Fearful worms provide new clues about human anxiety

Ask a dozen people about their greatest fears, and you'll likely get a dozen different responses. That, along with the complexity of the human brain, makes fear--and its close cousin, anxiety--difficult to study. For this reason, clinical anti-anxiety medicines have mixed results, even though they are broadly prescribed. In fact, one in six Americans takes a psychiatric drug.

A team of investigators from the Salk Institute uncovered new clues about the mechanisms of fear and anxiety through an unlikely creature: the tiny nematode worm. By analyzing the responses of worms exposed to chemicals secreted by its natural predator and studying the underlying molecular pathways, the team uncovered a rudimentary fear-like response that has parallels to human anxiety. Such insights may eventually help refine prescriptions for current anti-anxiety drugs and enable the development of new drugs to treat conditions like PTSD and panic disorder.

"For the past 30 or 40 years, scientists have used simpler animals to figure out how fear might work in humans," says Sreekanth Chalasani, associate professor in Salk's Molecular Neurobiology Laboratory and senior author of the paper, published in Nature Communications on March 19, 2018. "The idea has been that if you could figure out which underlying signals in the brain are related to fear and anxiety, you could develop better drugs to block them."

The team at Salk started with a simple creature, the microscopic worm called Caenorhabditis elegans. C. elegans, which contains only 302 neurons, has a natural predator--another worm called Pristionchus pacificus, which bites and kills C. elegans. The researchers discovered that by exposing C. elegans to chemicals that are excreted by P. pacificus, they could elicit a fear-like response. When it encounters these predator-excreted chemicals, C. elegans rapidly reverses direction and crawls away.

They found that this fear-inducing chemical, a new class of molecules called sulfolipids, could activate four redundant brain circuits that led to this behavior. Additionally, C. elegans continued to change its behavior even after the fear-chemical was removed. This is analogous to behavior in mice, who express fear when exposed to the scent of cat urine, even if a cat is nowhere nearby.

"For years, we thought that only advanced brains like those of mammals would have this complex reaction," Chalasani says. "But our study is showing that a simple animal expresses something very much like fear."

In the experiment, coauthor and UC San Diego graduate student Amy Pribadi soaked C. elegans in a solution containing the sulfolipid for 30 minutes. The worms failed to lay eggs, even for an hour after they had been removed from the solution--an indicator of acute stress as well as a longer-term response akin to anxiety. Further research showed that the signaling pathways activated during the worms' response are similar to the pathways activated when more complex animals experience fear.

When the worms were soaked in a solution containing Zoloft (a human anti-anxiety drug), however, these fear- and anxiety-like responses were not observed. This suggested that at least some of the pathways that the drug acts on to eliminate anxiety in mammals have been preserved by evolution.

Also intriguingly, the team found that Zoloft acted on the worms' GABA signaling in a neuron that affects the animal's sleep. Whether this is also the case in humans is not yet known, but points to a potential pathway to understand why Zoloft works in some people and not others. The research eventually could lead to a change in how these drugs are prescribed.

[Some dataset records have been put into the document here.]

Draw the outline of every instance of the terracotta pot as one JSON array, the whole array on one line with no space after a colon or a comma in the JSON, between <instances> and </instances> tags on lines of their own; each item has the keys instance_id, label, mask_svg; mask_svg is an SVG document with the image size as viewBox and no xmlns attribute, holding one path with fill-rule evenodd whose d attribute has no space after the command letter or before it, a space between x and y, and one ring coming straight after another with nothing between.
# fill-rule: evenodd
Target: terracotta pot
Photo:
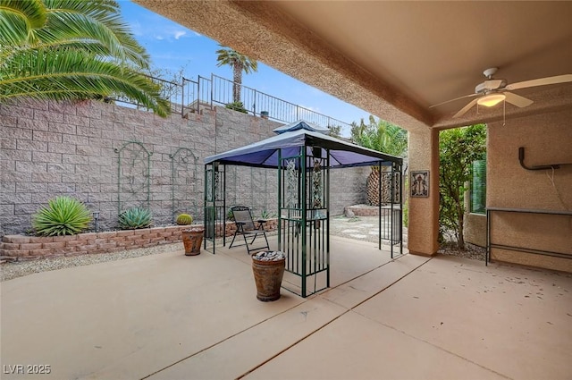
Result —
<instances>
[{"instance_id":1,"label":"terracotta pot","mask_svg":"<svg viewBox=\"0 0 572 380\"><path fill-rule=\"evenodd\" d=\"M185 246L186 256L200 255L200 246L203 244L204 228L191 228L182 231L182 243Z\"/></svg>"},{"instance_id":2,"label":"terracotta pot","mask_svg":"<svg viewBox=\"0 0 572 380\"><path fill-rule=\"evenodd\" d=\"M268 302L280 298L286 258L275 261L257 260L252 258L252 272L257 283L257 298Z\"/></svg>"}]
</instances>

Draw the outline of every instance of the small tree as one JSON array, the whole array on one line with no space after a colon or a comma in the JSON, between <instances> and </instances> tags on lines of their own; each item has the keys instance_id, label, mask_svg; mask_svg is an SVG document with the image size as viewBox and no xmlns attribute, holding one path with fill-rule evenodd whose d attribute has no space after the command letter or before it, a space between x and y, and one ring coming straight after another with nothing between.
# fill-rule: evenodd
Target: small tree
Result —
<instances>
[{"instance_id":1,"label":"small tree","mask_svg":"<svg viewBox=\"0 0 572 380\"><path fill-rule=\"evenodd\" d=\"M149 56L111 0L0 0L0 102L105 99L116 94L166 116Z\"/></svg>"},{"instance_id":2,"label":"small tree","mask_svg":"<svg viewBox=\"0 0 572 380\"><path fill-rule=\"evenodd\" d=\"M251 72L258 71L258 63L248 56L241 55L240 53L231 49L230 47L223 47L216 51L216 62L217 66L223 64L229 65L232 68L232 102L240 102L240 85L242 84L242 72L249 74Z\"/></svg>"},{"instance_id":3,"label":"small tree","mask_svg":"<svg viewBox=\"0 0 572 380\"><path fill-rule=\"evenodd\" d=\"M460 249L463 238L465 183L471 178L473 161L486 156L484 124L442 131L439 135L439 237L452 232Z\"/></svg>"},{"instance_id":4,"label":"small tree","mask_svg":"<svg viewBox=\"0 0 572 380\"><path fill-rule=\"evenodd\" d=\"M407 131L385 120L375 121L372 115L369 116L369 124L366 124L364 119L361 119L359 124L355 122L351 123L351 139L364 148L388 155L403 156L408 151ZM372 172L367 177L367 201L374 206L389 201L379 198L380 175L379 167L372 166ZM389 186L388 190L391 189L391 181L385 181L385 183L386 187Z\"/></svg>"}]
</instances>

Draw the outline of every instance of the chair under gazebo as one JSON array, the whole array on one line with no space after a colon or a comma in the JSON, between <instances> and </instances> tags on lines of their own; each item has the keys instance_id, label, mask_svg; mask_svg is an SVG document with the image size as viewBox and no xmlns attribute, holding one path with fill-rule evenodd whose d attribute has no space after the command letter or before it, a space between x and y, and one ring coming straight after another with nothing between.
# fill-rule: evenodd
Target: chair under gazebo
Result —
<instances>
[{"instance_id":1,"label":"chair under gazebo","mask_svg":"<svg viewBox=\"0 0 572 380\"><path fill-rule=\"evenodd\" d=\"M226 224L225 167L277 170L278 249L286 255L286 271L299 278L288 289L307 297L330 286L330 169L378 166L391 173L391 202L379 205L379 244L390 241L391 258L403 253L403 159L329 136L328 129L305 121L274 130L276 136L205 158L205 249L215 253L214 240ZM381 180L380 180L381 181ZM379 186L382 189L381 183ZM389 233L382 233L382 215ZM217 226L221 226L218 228ZM308 290L308 283L314 283ZM319 283L319 285L316 285Z\"/></svg>"}]
</instances>

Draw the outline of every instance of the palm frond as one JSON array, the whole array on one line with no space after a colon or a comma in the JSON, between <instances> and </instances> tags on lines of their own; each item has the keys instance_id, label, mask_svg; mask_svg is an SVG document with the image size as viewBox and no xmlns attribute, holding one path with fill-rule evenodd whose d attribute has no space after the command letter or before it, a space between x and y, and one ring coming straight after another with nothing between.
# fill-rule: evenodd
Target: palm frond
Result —
<instances>
[{"instance_id":1,"label":"palm frond","mask_svg":"<svg viewBox=\"0 0 572 380\"><path fill-rule=\"evenodd\" d=\"M46 21L41 0L0 0L0 46L34 42L32 30L44 27Z\"/></svg>"},{"instance_id":2,"label":"palm frond","mask_svg":"<svg viewBox=\"0 0 572 380\"><path fill-rule=\"evenodd\" d=\"M15 53L3 67L0 102L17 97L68 100L123 94L153 109L170 112L160 87L129 67L73 49L28 49Z\"/></svg>"},{"instance_id":3,"label":"palm frond","mask_svg":"<svg viewBox=\"0 0 572 380\"><path fill-rule=\"evenodd\" d=\"M45 0L47 8L46 27L38 30L38 39L54 41L86 40L100 43L107 55L129 60L141 68L148 68L149 55L130 33L122 21L119 4L112 0Z\"/></svg>"}]
</instances>

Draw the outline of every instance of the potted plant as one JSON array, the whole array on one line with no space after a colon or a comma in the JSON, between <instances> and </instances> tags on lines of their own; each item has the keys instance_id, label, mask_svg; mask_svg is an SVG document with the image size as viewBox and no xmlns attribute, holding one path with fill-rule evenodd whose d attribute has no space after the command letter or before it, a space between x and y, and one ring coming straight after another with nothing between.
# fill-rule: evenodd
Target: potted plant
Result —
<instances>
[{"instance_id":1,"label":"potted plant","mask_svg":"<svg viewBox=\"0 0 572 380\"><path fill-rule=\"evenodd\" d=\"M193 217L189 214L181 214L177 216L177 224L190 225ZM200 246L203 244L204 228L195 227L181 232L182 244L185 247L185 256L200 255Z\"/></svg>"},{"instance_id":2,"label":"potted plant","mask_svg":"<svg viewBox=\"0 0 572 380\"><path fill-rule=\"evenodd\" d=\"M281 251L260 251L252 255L252 272L257 283L257 299L263 302L280 298L286 257Z\"/></svg>"}]
</instances>

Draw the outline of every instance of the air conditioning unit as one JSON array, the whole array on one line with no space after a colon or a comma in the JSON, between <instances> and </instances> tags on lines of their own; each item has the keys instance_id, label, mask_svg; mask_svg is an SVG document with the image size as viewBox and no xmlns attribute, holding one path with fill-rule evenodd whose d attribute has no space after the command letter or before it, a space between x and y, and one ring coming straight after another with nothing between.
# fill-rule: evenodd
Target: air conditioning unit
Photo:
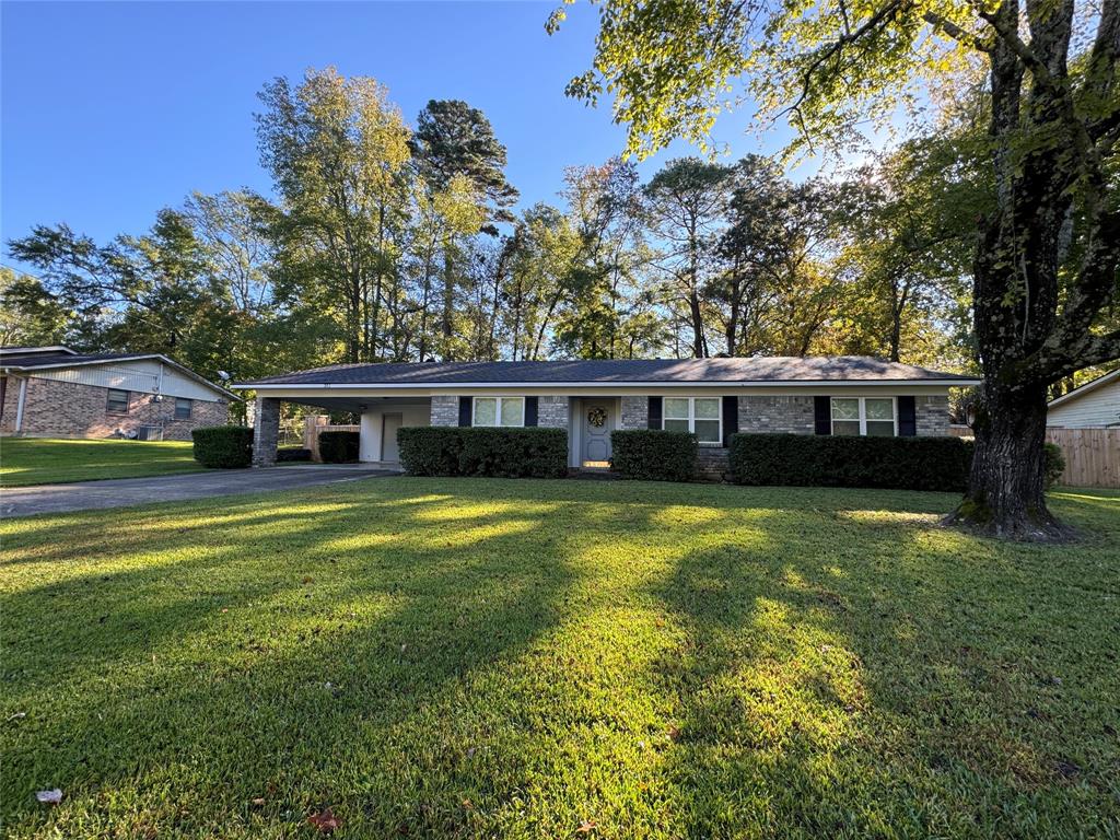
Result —
<instances>
[{"instance_id":1,"label":"air conditioning unit","mask_svg":"<svg viewBox=\"0 0 1120 840\"><path fill-rule=\"evenodd\" d=\"M141 426L137 429L137 440L162 440L164 429L159 426Z\"/></svg>"}]
</instances>

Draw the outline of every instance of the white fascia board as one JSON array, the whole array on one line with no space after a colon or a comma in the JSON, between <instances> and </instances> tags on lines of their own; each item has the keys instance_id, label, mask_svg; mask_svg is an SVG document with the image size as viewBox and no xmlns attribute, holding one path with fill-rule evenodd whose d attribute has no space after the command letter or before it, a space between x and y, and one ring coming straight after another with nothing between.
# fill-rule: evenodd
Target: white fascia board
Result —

"We hope the findings from this paper will contribute to the field by providing a broader picture of some of these signaling activities," Chalasani says. "Our findings suggest that fear and anxiety are ancient and evolved much earlier than we originally thought. The pathways, nerves, circuits and genes that we'll now be able to study in the worm should inform us about this process in humans."

In addition, he says, understanding which chemicals may repel nematodes could have implications for developing new kinds of pesticides, potentially ones that are even nontoxic. "C. elegans is not a pathogen, but many other types of nematodes can do severe damage to crops," he explains. "Biology research can go in many different directions, and you never know what you're going to uncover."